In the methods or elsewhere, I looked for an explanation of how codon optimality was determined for the different species. I found this:

"Codon optimization of individual GAL genes was assessed by calculating the species-specific tRNA adaptation index (stAI) from previously calculated species-specific codon relative adaptiveness (wi) value." This needs more explanation. Were there any empirical measurements that went into these values? If not, that should be stated explicitly and justified.

In S. cerevisiae, or other species in which this may have been explored, does increased GAL gene optimality (or increased genes expression) lead to better growth on galactose? I appreciate that insufficient expression would slow growth, but is more necessarily better? I suspect there is a point of diminishing returns or a point where 'enough' gene product is made for optimum growth. Does optimality drive the genes above that point? Would the genes still be there without the optimality?

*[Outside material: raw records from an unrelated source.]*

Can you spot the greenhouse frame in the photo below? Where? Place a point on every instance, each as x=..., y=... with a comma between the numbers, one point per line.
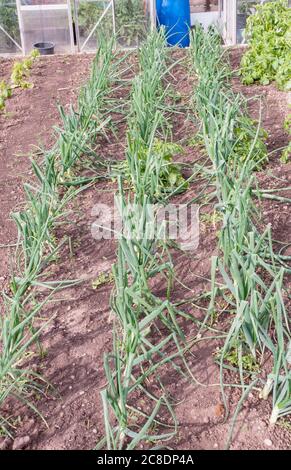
x=74, y=25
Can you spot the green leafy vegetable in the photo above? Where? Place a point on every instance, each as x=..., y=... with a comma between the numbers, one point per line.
x=268, y=58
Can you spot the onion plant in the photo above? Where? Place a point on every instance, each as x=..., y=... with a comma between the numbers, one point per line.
x=138, y=354
x=45, y=208
x=251, y=271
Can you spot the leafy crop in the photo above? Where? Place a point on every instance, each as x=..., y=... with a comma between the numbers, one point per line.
x=9, y=21
x=268, y=57
x=5, y=93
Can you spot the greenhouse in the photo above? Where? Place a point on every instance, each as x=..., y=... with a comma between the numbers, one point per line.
x=145, y=252
x=74, y=25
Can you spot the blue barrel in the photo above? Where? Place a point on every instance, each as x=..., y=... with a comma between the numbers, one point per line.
x=175, y=16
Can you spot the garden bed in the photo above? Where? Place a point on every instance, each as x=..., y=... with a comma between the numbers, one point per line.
x=80, y=330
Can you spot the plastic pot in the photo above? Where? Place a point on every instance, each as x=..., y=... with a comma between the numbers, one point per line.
x=45, y=48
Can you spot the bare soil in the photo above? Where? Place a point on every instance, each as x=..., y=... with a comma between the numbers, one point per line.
x=80, y=330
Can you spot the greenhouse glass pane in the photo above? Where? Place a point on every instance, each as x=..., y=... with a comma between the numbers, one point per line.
x=94, y=18
x=201, y=6
x=132, y=19
x=244, y=9
x=46, y=22
x=9, y=27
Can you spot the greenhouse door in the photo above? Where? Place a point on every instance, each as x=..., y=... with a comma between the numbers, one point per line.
x=204, y=12
x=46, y=21
x=93, y=19
x=128, y=20
x=234, y=15
x=10, y=41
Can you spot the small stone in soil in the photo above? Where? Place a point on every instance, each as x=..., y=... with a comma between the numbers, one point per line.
x=20, y=442
x=268, y=442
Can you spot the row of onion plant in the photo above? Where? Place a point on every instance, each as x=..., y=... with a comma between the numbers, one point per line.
x=252, y=273
x=46, y=201
x=142, y=351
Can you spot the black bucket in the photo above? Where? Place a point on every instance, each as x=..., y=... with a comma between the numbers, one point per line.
x=45, y=48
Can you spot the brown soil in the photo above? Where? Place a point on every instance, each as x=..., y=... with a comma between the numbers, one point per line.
x=80, y=330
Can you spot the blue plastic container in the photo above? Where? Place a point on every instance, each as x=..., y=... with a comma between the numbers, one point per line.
x=175, y=16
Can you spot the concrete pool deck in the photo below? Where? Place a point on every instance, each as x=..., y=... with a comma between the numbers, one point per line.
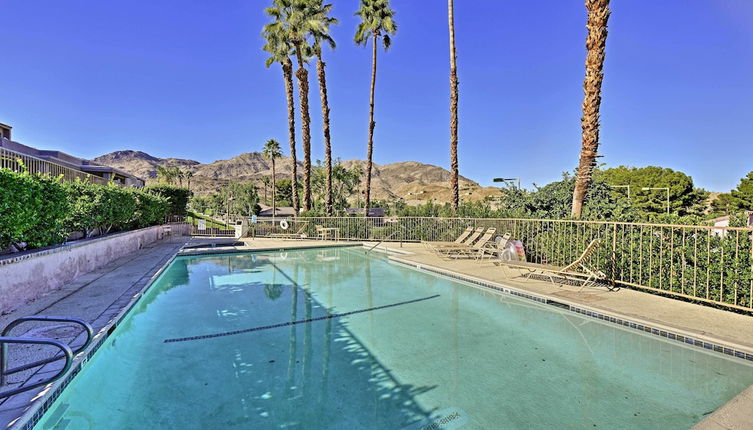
x=700, y=322
x=100, y=296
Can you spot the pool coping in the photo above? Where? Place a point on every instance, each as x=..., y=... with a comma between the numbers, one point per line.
x=735, y=414
x=47, y=396
x=719, y=419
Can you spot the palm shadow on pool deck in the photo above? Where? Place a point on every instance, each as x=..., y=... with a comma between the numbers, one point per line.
x=308, y=375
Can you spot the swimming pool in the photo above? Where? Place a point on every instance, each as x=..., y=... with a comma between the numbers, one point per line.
x=336, y=338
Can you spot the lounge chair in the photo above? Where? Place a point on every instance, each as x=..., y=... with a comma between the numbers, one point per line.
x=499, y=245
x=469, y=250
x=467, y=237
x=588, y=274
x=300, y=234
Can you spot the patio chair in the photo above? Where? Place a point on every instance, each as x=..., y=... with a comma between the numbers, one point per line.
x=496, y=248
x=588, y=274
x=466, y=237
x=300, y=234
x=469, y=250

"A total of 49 species' genomes had multiple copies of at least one GAL gene." Did that correlate with growth on Galactose? If not, maybe increased expression doesn't equate to optimal growth. Are the results the same without those 49?

Growth rate measurements require better explanation. "The growth rates for these species are 0.129, 0.339, and 0.211…" What do those rates mean? I am used to thinking of growth rate in terms of doubling time. How were the gal rates normalized with glucose rates?

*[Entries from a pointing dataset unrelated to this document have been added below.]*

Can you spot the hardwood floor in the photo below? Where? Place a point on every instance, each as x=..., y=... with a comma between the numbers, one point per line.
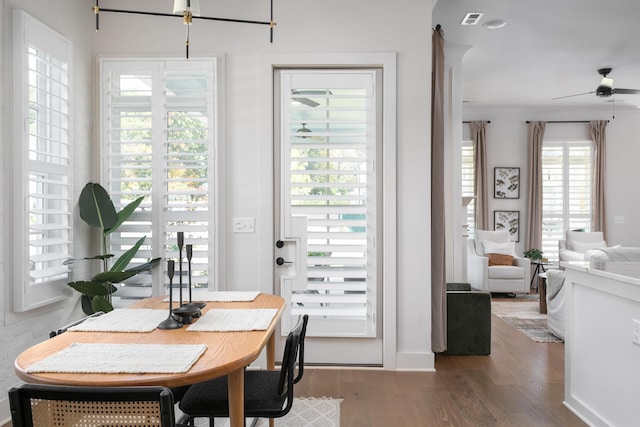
x=520, y=384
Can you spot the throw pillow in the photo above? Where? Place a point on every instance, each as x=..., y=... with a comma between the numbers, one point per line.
x=507, y=248
x=500, y=259
x=582, y=247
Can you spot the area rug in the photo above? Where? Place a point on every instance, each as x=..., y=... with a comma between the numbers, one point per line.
x=523, y=313
x=305, y=412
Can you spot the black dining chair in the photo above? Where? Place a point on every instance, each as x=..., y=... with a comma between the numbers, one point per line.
x=38, y=405
x=267, y=394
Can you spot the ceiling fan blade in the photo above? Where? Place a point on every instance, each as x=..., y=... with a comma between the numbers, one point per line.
x=626, y=91
x=577, y=94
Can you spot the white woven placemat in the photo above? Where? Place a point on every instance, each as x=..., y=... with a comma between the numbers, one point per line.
x=122, y=358
x=233, y=320
x=216, y=296
x=123, y=320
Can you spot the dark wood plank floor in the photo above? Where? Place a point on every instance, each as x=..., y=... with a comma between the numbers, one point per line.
x=520, y=384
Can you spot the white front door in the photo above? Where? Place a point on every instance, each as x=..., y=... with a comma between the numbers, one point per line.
x=328, y=214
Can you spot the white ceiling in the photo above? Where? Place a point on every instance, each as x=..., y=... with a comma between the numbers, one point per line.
x=549, y=48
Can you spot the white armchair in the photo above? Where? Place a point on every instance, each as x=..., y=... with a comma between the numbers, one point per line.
x=508, y=273
x=580, y=245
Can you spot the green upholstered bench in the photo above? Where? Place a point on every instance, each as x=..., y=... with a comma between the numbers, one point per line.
x=468, y=320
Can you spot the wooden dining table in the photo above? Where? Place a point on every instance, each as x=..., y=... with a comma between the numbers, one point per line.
x=227, y=353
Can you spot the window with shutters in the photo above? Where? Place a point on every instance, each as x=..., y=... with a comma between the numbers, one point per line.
x=566, y=191
x=159, y=138
x=42, y=165
x=330, y=150
x=468, y=184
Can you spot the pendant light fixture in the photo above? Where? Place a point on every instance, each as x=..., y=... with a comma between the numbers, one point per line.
x=188, y=10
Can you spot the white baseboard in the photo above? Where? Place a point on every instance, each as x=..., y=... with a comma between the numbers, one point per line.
x=415, y=362
x=5, y=413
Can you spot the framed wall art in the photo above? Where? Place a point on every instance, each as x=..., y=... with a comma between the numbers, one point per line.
x=508, y=220
x=506, y=183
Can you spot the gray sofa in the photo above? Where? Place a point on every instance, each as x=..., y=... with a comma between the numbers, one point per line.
x=468, y=320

"To determine if there is an association between codon optimization and the ability to grow on galactose, we compared optimization in the GAL pathway between species that are able and unable to grow on galactose. We found that species without evidence for growth on galactose had significantly lower (p < 0.05) codon optimization in GAL1 and GAL7 (Supplementary Figure 4)." Is this observed if one considers only genomes that have all the genes? If not, optimality is presented as a new way to find ecological info. Gene presence/absence is another way. I am curious if the optimality finds something gene presence/absence misses. Or, is the low optimality signal in the things not growing on glucose being dragged down by low optimality in a decaying pathway already missing components.

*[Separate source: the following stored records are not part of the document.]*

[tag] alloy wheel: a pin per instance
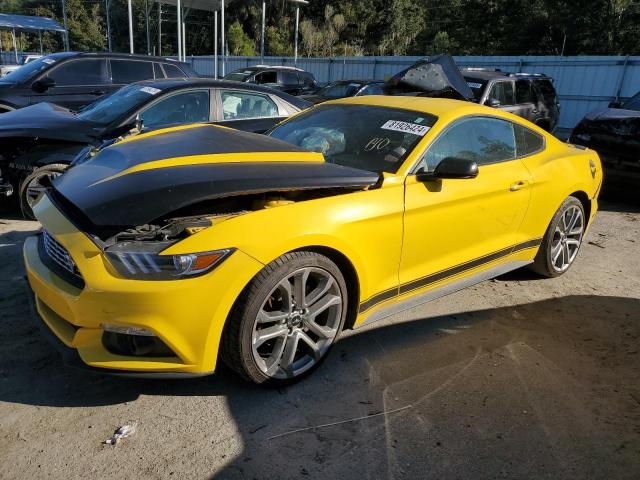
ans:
(297, 323)
(567, 238)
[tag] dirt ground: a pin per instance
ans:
(514, 378)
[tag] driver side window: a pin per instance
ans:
(188, 107)
(481, 139)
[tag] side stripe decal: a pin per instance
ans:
(449, 272)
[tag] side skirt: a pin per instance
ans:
(438, 292)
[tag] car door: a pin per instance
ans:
(245, 110)
(78, 82)
(178, 108)
(453, 226)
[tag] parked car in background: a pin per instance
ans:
(73, 80)
(7, 69)
(40, 141)
(346, 88)
(531, 96)
(614, 133)
(294, 81)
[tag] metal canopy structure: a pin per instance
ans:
(29, 24)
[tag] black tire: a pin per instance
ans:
(543, 263)
(236, 343)
(54, 169)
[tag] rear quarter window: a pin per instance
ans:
(547, 90)
(528, 142)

Line 355 "We found a significant positive correlation between growth rate on galactose-

containing medium and codon optimization in the GAL pathway of genomes that have experienced translational selection on codon usage" Does this analysis and the others that follow exclude the species that do not grow on Gal? I know optimality is important, but low optimality seems unlikely to lead to no growth. But that no growth phenotype could be inflating the importance of optimality in the correlations. If those species were not excluded, I would like to see that analysis too.

Line 378: There needs to be some more up-front explanation why the discussed niches might need different GAL gene expression. There are a lot of observations that are listed in this section, but I needed more explanation as to why those differences might be important to get the most out of reading the list. The Saccharomycetaceae analyses beginning on line 437 are more self-explanatory.

What were the other things that were positively correlated with GAL gene optimality and why focus on the 8th in the list?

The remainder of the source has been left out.